[1] viXra:2511.0102 [pdf] submitted on 2025-11-20 22:36:35
Authors: Diogo Sennfelt
Comments: 12 Pages.
This paper proposes that the Great Pyramid of Giza encodes a precise 1:100,000-scale geodetic-celestial model of the Awash River system in Ethiopia, integrating the monument’s external geometry and internal architecture (chambers, shafts, Grand Gallery, and passages) with an astronomical-hydrological template originating in the Afar Depression ~38 ka BP (Meeus1998,Spence2000).
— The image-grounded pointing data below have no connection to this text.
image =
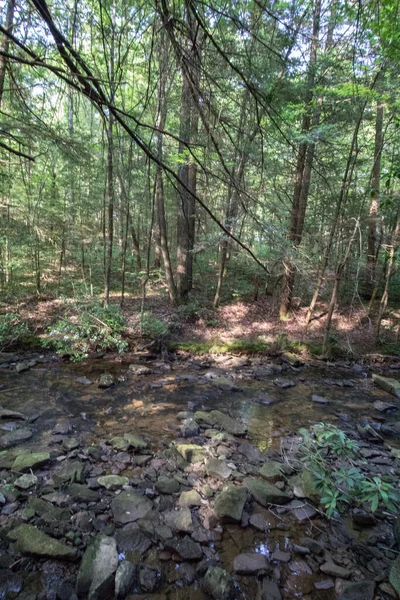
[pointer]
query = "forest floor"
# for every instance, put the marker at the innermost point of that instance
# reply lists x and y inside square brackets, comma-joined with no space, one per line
[241,325]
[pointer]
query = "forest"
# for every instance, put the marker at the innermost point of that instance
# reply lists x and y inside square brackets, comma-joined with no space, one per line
[223,172]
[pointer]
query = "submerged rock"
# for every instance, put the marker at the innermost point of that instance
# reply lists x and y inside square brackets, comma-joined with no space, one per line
[218,584]
[361,590]
[229,504]
[32,460]
[125,579]
[390,385]
[96,572]
[250,563]
[31,541]
[106,381]
[265,493]
[11,438]
[129,507]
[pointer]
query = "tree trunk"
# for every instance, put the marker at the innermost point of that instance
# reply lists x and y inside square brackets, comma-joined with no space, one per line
[370,274]
[188,128]
[305,159]
[389,272]
[5,44]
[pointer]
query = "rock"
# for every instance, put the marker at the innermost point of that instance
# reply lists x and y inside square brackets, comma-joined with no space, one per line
[394,575]
[319,399]
[112,482]
[129,507]
[140,370]
[191,452]
[33,460]
[125,579]
[329,568]
[167,485]
[265,493]
[384,406]
[106,381]
[314,546]
[362,590]
[190,498]
[390,385]
[186,548]
[81,493]
[96,572]
[71,472]
[11,414]
[271,471]
[135,441]
[281,556]
[132,540]
[218,584]
[284,383]
[31,541]
[250,563]
[302,510]
[189,428]
[10,583]
[218,469]
[11,438]
[180,520]
[269,590]
[229,504]
[25,481]
[149,578]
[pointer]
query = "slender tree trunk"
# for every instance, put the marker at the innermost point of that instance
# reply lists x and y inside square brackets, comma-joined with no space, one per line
[389,272]
[5,44]
[187,171]
[305,159]
[158,184]
[370,274]
[338,277]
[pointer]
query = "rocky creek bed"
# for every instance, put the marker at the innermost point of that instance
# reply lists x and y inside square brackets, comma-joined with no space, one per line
[182,479]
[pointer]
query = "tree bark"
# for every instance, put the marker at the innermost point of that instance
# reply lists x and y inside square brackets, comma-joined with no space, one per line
[370,275]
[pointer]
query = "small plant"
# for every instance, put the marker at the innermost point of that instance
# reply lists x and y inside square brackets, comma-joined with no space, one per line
[12,328]
[347,485]
[95,327]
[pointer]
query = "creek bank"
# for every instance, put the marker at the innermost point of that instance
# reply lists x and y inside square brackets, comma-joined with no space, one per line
[208,515]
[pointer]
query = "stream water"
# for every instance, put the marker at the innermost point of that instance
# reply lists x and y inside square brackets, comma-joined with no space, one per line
[148,405]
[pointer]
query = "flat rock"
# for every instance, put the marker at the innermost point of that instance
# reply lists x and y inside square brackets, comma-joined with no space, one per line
[192,453]
[389,384]
[167,485]
[265,493]
[106,381]
[11,414]
[129,507]
[12,438]
[271,471]
[218,469]
[218,584]
[96,572]
[112,482]
[319,399]
[25,481]
[190,498]
[361,590]
[329,568]
[32,460]
[125,579]
[250,563]
[385,406]
[29,540]
[229,504]
[186,548]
The model identifies Dama Ale volcano — then a volcanic island in paleo-Lake Abhe Bad — as the Late Upper Palaeolithic archetype that determined both the astronomical timing and the geodetic layout of Giza in 2550 BCE.At 1:100,000 vertical scale, the pyramid’s three principal chambers map directly onto the Awash’s major basins: the Subterranean Chamber to paleo-Lake Abhe Bad, the Queen’s Chamber to hypersaline Lake Basaka, and the King’s Chamber to freshwater Lake Ziway (Lehner1997,Gasse2000). Passage lengths, shaft slopes, and relieving-chamber counts correspond to tributary rivers, feeder lakes, and island configurations, while the coffer’s westward offset mirrors Tulu Gudo island’s position in Lake Ziway — the centrepiece of a seven-island archipelago that reproduces the Pleiades cluster.The Khafre causeway’s great-circle alignment to Dama Ale (2,345 km, lateral deviation <15 m, ~0.4 arcsecond precision) provides independent geodetic confirmation of a deliberate Egypt—Afar axis (Lehner1997). This fixed terrestrial vector preserved the memory of the First-Time sky across precessional drift, transforming Giza into a functional precessional and hydrological observatory that reactivated an ancient Afar template in imperishable stone. The model offers the first unified explanation for the pyramid’s entire internal architecture and reinterprets the monument as a cosmic machine for the soul’s ascent along the Awash River of Souls. The topographic configuration of the Dama Ale paleo-island during the African Humid Period — a volcanic mound encircled by concentric paleo-shorelines and catastrophically inundated near the end of the Younger Dryas — bears a striking resemblance to Plato’s description of Atlantis (concentric rings of land and water, sudden disappearance into the sea. (Timaeus, 24e-25d, Critias 113c-121c). This parallel is noted here for context but lies outside the primary geodetic-astronomical scope of the present study.